The problem is, advocates and activists do almost nothing to constrain their misframed messages’ distribution! In fact, they’re usually actively doing the opposite. And as Matt intimates, it’s no wonder why: they think everyone agrees with them! Framing everything in racial equity terms is a winning message with the donors, and when the only people you talk to are donors and other advocates and activists trying to woo those same donors, you end up with a lot of groupthink. But critically to our discussion, it’s clear that these guys all basically hope that every message of theirs goes viral, because that’s the best way to get attention, and attention means donor dollars, both small and large.
A good contrast is Spanish-language messaging from the 2020 Biden campaign5. The messaging was targeted with middling competence6. And although it was already inherently constrained by language, what’s more relevant to us is that almost all modern presidential campaigns engage in what they call “microtargeting”, but which we can more properly understand with our definitions here as “microconstraining”. [Ed: The point is that they’re trying to avoid spillover of counterproductive messages to unintended targets, while maximizing the effect with intended targets.]
Anyways, if we don’t want to constantly have to have our moderate and even not-as-moderate politicians disavowing various leftist messages… or if we don’t want the establishment getting hip to Matt’s ideas and instituting its own blacklist of leftist messages, as it’s wont to do… both of which anger and demoralize the base… then we need to look for ways to get advocates and activists on board with implementing constraints to their messages.
Not that I take great stock in those, either.

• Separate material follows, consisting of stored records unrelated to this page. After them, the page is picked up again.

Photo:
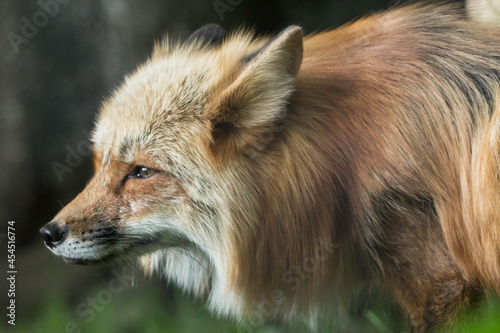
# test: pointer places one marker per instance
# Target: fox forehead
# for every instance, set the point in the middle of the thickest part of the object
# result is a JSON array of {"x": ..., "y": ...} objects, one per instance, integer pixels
[{"x": 162, "y": 102}]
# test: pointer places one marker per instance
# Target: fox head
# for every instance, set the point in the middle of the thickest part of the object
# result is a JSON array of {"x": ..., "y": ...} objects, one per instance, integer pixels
[{"x": 177, "y": 149}]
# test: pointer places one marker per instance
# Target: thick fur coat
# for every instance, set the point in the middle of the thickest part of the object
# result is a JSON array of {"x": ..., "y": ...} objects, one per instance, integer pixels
[{"x": 286, "y": 176}]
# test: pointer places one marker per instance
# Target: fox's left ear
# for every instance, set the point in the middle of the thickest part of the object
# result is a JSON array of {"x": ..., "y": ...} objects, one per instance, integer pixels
[{"x": 257, "y": 98}]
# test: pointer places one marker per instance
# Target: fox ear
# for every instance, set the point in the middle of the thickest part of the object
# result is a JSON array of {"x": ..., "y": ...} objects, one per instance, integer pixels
[
  {"x": 256, "y": 100},
  {"x": 211, "y": 35}
]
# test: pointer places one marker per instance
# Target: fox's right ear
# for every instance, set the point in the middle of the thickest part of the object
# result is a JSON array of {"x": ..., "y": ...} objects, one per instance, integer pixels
[{"x": 256, "y": 100}]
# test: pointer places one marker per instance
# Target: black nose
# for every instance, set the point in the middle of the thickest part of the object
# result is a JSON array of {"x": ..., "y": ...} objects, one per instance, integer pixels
[{"x": 53, "y": 233}]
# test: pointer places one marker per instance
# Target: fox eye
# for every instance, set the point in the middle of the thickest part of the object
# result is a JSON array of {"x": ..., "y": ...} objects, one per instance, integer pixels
[{"x": 141, "y": 172}]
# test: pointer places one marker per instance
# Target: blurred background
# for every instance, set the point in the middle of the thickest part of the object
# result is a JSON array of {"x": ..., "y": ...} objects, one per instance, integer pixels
[{"x": 58, "y": 60}]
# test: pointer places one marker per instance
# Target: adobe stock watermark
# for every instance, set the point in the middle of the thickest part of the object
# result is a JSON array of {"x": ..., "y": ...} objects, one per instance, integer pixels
[
  {"x": 31, "y": 27},
  {"x": 89, "y": 308},
  {"x": 74, "y": 157},
  {"x": 223, "y": 6},
  {"x": 293, "y": 278}
]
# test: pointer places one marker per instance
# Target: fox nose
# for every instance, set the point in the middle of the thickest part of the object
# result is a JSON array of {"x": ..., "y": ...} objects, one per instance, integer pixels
[{"x": 53, "y": 233}]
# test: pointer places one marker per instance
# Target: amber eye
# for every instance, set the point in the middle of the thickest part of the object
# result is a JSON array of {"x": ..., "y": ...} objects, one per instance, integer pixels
[{"x": 141, "y": 172}]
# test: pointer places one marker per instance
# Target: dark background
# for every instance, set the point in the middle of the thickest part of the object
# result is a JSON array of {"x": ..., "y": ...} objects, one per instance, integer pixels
[{"x": 51, "y": 86}]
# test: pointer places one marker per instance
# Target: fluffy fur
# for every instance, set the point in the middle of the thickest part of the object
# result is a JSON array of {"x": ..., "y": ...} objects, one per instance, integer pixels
[{"x": 294, "y": 174}]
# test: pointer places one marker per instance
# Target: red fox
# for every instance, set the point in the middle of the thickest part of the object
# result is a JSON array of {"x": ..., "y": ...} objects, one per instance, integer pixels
[{"x": 283, "y": 177}]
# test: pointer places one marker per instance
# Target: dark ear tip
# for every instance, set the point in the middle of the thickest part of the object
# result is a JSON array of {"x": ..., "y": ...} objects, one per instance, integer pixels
[{"x": 210, "y": 35}]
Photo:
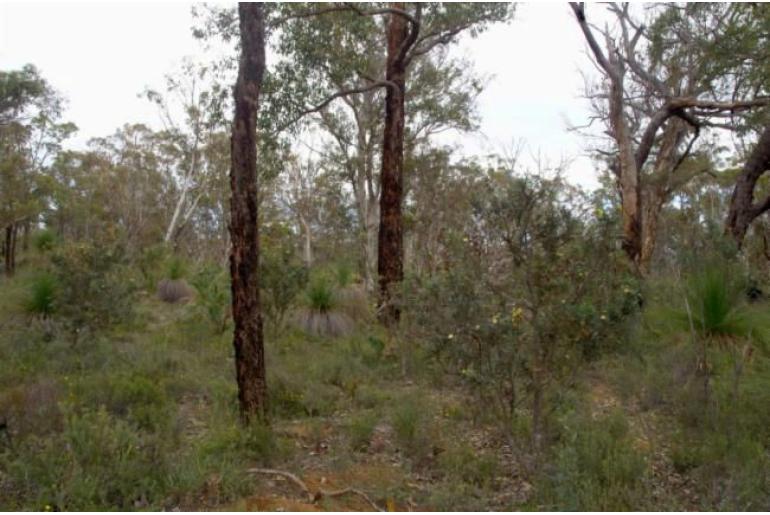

Nonpartisanship is a stupid, intellectual-dead-end fetish that is memeishly stuck like a rickroll in the American ethos, but that’s precisely why we should be appealing to it here.
Although long before the social right ever started this, the economic right (AKA Big Business) had been eager to re-rig the court for their own purposes ever since FDR forced the Hughes court to submit to the New Deal.
On most things, really.
As he defines it, it’s basically the thesis that “Democrats should espouse popular positions and message them in popular ways” as a vehicle for electoral majorities that can actually accomplish things, as opposed to campaigning on a solidly left platform in a country whose institutions and distribution of popular sentiment are biased in favor of the right.
It’s a curious coincidence that presidential nominees’ campaigns are less-motivated by donor dollars - they already have an entire coalition behind them, giving them money.
Biden probably did better than most Democrats with eschewing the “Latinos care only/most about immigration” narrative popular among advocates and activists, but only by dint of his pure obsession with jobs. That said, the narrative’s purchase among the ranks of campaign and PAC staffers still did its usual damage of turning off rural and conservative-leaning Latinos who may actually have been gettable with a more strictly disciplined message.
I think a lot of Democrats think of Latinos as a bloc. They aren't. Cuban-Americans have their own peeves, as do each of the other *-Americans that fall in the Latino group. But, the biggest thing is that they are Americans and jobs/money, healthcare and education are going to be big worries for them, same as every other American.